Bushwick "has yet to undergo significant gentrification," that's cute. So... there's really nothing wrong, there are no consequences to the new folks moving in, even as rents start to rise and Bushwick sends more and more families into the homeless shelter system? (as in this study commissioned by the city:
www.nyc.gov/html/dhs/downloads/pdf/VERA%20Study.pdf)

I also like Bushwick described as "a place that's in the early stages of development," like there was nothing there before, and a marvelous new (white, middle-class) community is being "developed" out of the desert.
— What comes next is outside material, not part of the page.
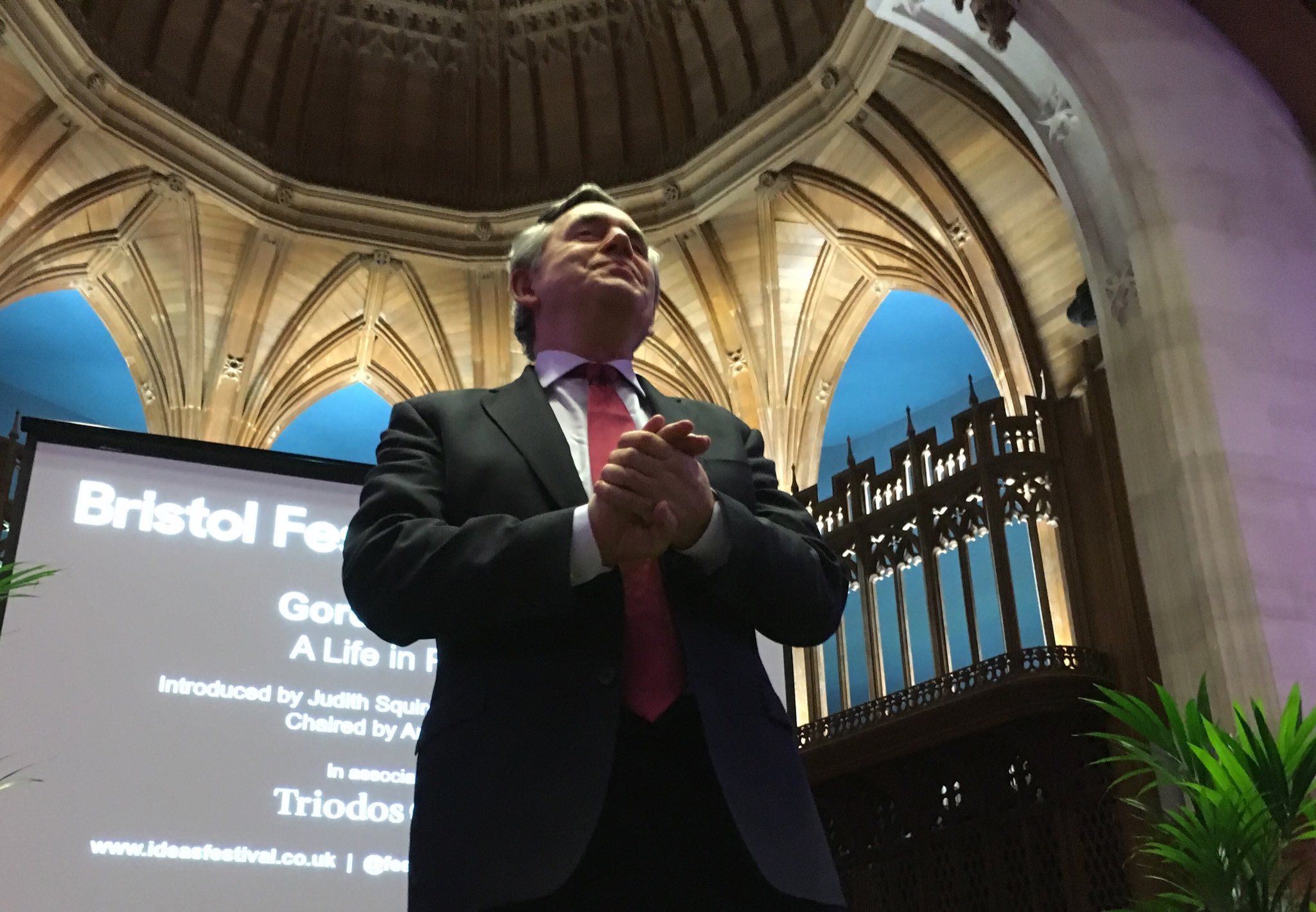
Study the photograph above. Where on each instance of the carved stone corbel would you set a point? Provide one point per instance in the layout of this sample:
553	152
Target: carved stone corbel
994	17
I bet there's a fascinating article to be written about the role blogs play in colonizing new neighborhoods, building up the hipness factor and ultimately accelerating displacement.

Anonymous said...

This article is so sad, I feel a sense of remorse spending a couple minutes responding to it. But, a certain silence envelopes in talking about gentrification. Sam is right, the mentality of white middle class people is looking for the next big thing, while families are losing their homes.
More so, communities like Bushwick, Harlem, Central Brooklyn had their own flavor before losing it to the face of middle calss folks.
Ugh, you give gay people a bad name!

Anonymous said...

It's called a free market system. Human communities just like natural ones are not static and are in a constant state of change.
Chaos theory anyone?

Anonymous said...

Unlike many other communities (ie. Bedstuy, Williamsburg, Clinton Hill--which have/are all changing dramatically due to gentrification) Morgantown area was originally mostly factories (M1 buildings) and therefore the only thing displaced were those businesses. There are far less individuals being moved out due to high rents as there are businesses profiting from selling previously cheap buildings to opt for more cheap neighborhoods (ie. Sunset Park). I'm not saying some people are not affected, but it is FAR less than people think.

Regardless, gentrification will happen to much of brooklyn and hipsters will do what they do. Its a tough reality.